The moves toward privatising sectors of the nuclear industry have been widely condemned by Russian environmentalists, including Vladimir Slivyak, co-chair of Russia’s Ecodefence and a regular commentator on Bellona Web, who said Russia tax payers will still bear the burden of Russia’s hopes of a nuclear build-out, while officials stash private funding in their pockets.

“A significant portion of the industry will remain unprofitable and we will continue to finance that from the state budget,” said Slivyak.

“Another portion will be acquired by Rosatom brass or their friends, and hidden in offshore accounts,” he said.

Slivyak said that the privatisation of nuclear power in Russia is dangerous because it could lead to weakened control over how radioactive materials are handled.

“Russia does not have a law tried in practice that regulates issues of handling nuclear materials. Therefore, in conditions of privatisation, there is a possibility that dangerous substances will fall into the wrong hands,” he said.

Technically speaking, the Russian government structure that deals with regulating the nuclear industry, the Russian Federal Service for Ecological, Technical and Atomic Supervision, or Rostekhnadzor, has been overridden by Rosatom’s own supervisory bodies.

This means, according to Rostekhnadzor spokesman Yevgeny Anyushin, that,  “(an) orgnasation that needs monitoring monitors itself,” he told Bellona Web.

The new mining effort for Atomenergoprom to go nearly half private is in tune with these privatisation efforts within Russia’s nuclear industry.

Atomenergoprom may seek to sell the five-year notes in 10 parts via the Micex Stock Exchange in Moscow, the currently state-run company said in a statement yesterday.

A successful sale would be the biggest – and, so far, one of a handful – by a Russian utility or nuclear company.

Russian companies are relying more on domestic borrowing after being shut out of international markets amid the global credit squeeze. Corporate bond sales in roubles are outpacing sales in foreign currencies this year for the first time since 2006, the Bloomberg financial news wire said.

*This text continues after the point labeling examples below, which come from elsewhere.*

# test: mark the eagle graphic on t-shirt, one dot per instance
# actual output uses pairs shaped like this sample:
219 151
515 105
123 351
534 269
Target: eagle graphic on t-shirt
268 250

Prime Minister Vladimir Putin said in April that Russia needs to build at least 26 nuclear reactors before 2030 to cut reliance on natural-gas-fired generation. Atomenergoprom’s Atomstroyexport unit, which builds reactors abroad, has contracts to build reactors in China, India, Iran, Bulgaria and is in talks with Turkey.

Atomenergoprom will sell five issues of 30 billion rubles each, four issues of 10 billion roubles and one of 5 billion rubles set to mature in 2014, said Bloomberg.

The cash raised will help refinance short-term debt and pay for projects to upgrade Russian power plants, develop new uranium fields, and install the latest centrifuge equipment at enrichment plants, Kirill Komarov, executive director of Atomenergoprom, said in yesterday’s statement.

But the larges-scale privatisation sweep makes no mention of whether any bodies falling under the umbrella will be responsible for enforcing safety, including paying for upgrades – which often simply become engineering life span extensions on old reactors that should be shut down.